The US invaded my country of birth in 2003, when I was one semester shy of finishing my bachelor’s degree at ASU. My family actually supported the Iraq invasion: We were so excited to hope—once more—that Saddam would finally be removed from power. Regardless of how I was being treated in America, I wanted to help, and I also wanted to see the land I was chased out of and never really saw as a child.
I called the Arab-American councils to see if I could volunteer with the military as a translator. They hired me as a linguist, so I put my final semester at ASU on hold and went back to Iraq as a contractor. I thought this was going to be a quick mission, just like the liberation of Kuwait. I hoped that Iraq would begin to prosper again, like it did before Saddam came into power.
When I first arrived in Iraq, I worked at the military installation that had taken over Saddam’s Republican palace, which later became the interim US Embassy. I helped schools in the immediate area and worked with the transition team to hand the Green Zone back to the Iraqi government. Later, as we settled into Iraq, and I was allowed to leave the base, I went to the home I grew up in and walked the streets of my old neighborhood. To my adult eyes, it seemed much more narrow than what I remembered. Everything was different now.
I saw what post-war poverty looked like. People lived in mud homes with bedsheets for doors. Children were so poor they were often naked. Garbage was everywhere, and diseases Iraq had never known before proliferated because of water and food contaminations. Baghdad had once been the pearl of the East—this is where written language was born. But now illiteracy rates were skyrocketing and the glimmer of hope for a future was barely present. I spent my childhood running away from the evil that is in the world. I spent my adulthood fighting the same evil.

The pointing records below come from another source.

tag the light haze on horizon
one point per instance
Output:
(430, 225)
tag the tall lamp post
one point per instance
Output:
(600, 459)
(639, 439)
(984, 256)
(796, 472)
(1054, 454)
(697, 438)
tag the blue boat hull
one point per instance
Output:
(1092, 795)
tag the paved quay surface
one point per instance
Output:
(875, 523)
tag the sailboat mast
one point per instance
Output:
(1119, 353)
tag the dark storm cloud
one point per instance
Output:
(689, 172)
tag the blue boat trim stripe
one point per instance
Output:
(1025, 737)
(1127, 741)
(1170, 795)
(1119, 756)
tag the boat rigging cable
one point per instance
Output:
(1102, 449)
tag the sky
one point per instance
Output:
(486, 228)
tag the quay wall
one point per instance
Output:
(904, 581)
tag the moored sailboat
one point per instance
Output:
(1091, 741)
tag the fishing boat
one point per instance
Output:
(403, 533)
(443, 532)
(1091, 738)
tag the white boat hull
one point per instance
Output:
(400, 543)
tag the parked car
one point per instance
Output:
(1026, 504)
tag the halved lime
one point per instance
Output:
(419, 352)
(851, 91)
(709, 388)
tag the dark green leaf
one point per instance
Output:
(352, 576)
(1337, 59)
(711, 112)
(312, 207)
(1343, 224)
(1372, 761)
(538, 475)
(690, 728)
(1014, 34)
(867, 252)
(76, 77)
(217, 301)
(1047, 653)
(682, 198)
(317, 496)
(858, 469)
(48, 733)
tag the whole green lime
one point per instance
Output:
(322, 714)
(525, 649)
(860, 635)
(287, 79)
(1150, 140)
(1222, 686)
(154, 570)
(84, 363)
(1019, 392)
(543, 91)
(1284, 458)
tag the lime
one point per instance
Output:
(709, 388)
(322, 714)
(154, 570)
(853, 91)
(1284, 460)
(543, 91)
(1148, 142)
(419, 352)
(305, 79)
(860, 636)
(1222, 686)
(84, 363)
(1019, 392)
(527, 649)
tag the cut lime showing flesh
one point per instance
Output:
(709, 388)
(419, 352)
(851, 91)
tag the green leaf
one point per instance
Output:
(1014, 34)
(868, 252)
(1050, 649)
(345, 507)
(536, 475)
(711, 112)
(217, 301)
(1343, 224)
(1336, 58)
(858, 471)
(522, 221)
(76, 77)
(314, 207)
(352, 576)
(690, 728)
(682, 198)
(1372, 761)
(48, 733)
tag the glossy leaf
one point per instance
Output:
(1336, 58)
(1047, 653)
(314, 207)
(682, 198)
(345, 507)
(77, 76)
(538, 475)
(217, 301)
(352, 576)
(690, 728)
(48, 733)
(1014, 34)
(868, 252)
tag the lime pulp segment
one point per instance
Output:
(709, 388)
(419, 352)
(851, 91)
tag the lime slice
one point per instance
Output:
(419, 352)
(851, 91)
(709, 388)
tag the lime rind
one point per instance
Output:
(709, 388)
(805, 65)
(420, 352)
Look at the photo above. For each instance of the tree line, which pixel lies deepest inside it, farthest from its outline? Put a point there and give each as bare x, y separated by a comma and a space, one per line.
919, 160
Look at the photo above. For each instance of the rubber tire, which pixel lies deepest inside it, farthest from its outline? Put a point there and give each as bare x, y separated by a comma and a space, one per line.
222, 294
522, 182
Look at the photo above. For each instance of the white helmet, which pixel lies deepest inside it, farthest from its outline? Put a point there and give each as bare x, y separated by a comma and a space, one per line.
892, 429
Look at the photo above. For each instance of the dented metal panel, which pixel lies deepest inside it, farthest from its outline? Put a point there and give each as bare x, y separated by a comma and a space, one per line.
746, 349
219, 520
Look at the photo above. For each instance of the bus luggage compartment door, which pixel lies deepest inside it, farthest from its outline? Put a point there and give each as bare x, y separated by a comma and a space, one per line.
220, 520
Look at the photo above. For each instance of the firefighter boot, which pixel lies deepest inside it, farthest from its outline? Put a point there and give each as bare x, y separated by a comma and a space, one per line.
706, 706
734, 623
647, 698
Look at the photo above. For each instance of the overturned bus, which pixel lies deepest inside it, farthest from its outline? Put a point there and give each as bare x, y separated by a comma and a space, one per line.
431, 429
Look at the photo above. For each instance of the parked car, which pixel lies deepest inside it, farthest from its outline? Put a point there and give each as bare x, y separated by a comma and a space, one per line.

I spent a total of six-and-a-half years in Iraq working in reconstruction assignments. I tried to figure out if we—the Americans—were doing the right thing by invading Iraq, or if this was a just war. I realized that there were a lot of people with good intentions: They wanted to fix things and make it better, but the problem was that they were trying to fix a country that had been broken for a long time. They were trying to stitch the social fabrics of a nation that had been under duress and deteriorating for 40 years, since Saddam came to power. When I came back to America, I told myself that I would never return to Iraq.
The invasion may have ultimately failed, but America as a country did not fail us. After 9/11, America has rebuilt itself as a nation in the same way my family rebuilt itself. Two of my brothers eventually went back to school and became doctors. My sisters both married. I graduated from college, and I’m now an entrepreneur and an MBA candidate. Just like I held onto hope that Saddam would eventually be removed, I am holding onto hope that America will stay united despite the hardships we face, or the messages we receive from right-wing media.
The anniversary of 9/11 reminds me that both America and my family were shaken, but they are trying to heal. After so much blood and tears, we achieved freedom and found a home in a country that saved us from certain death. And if that is not the American dream, I don’t know what is.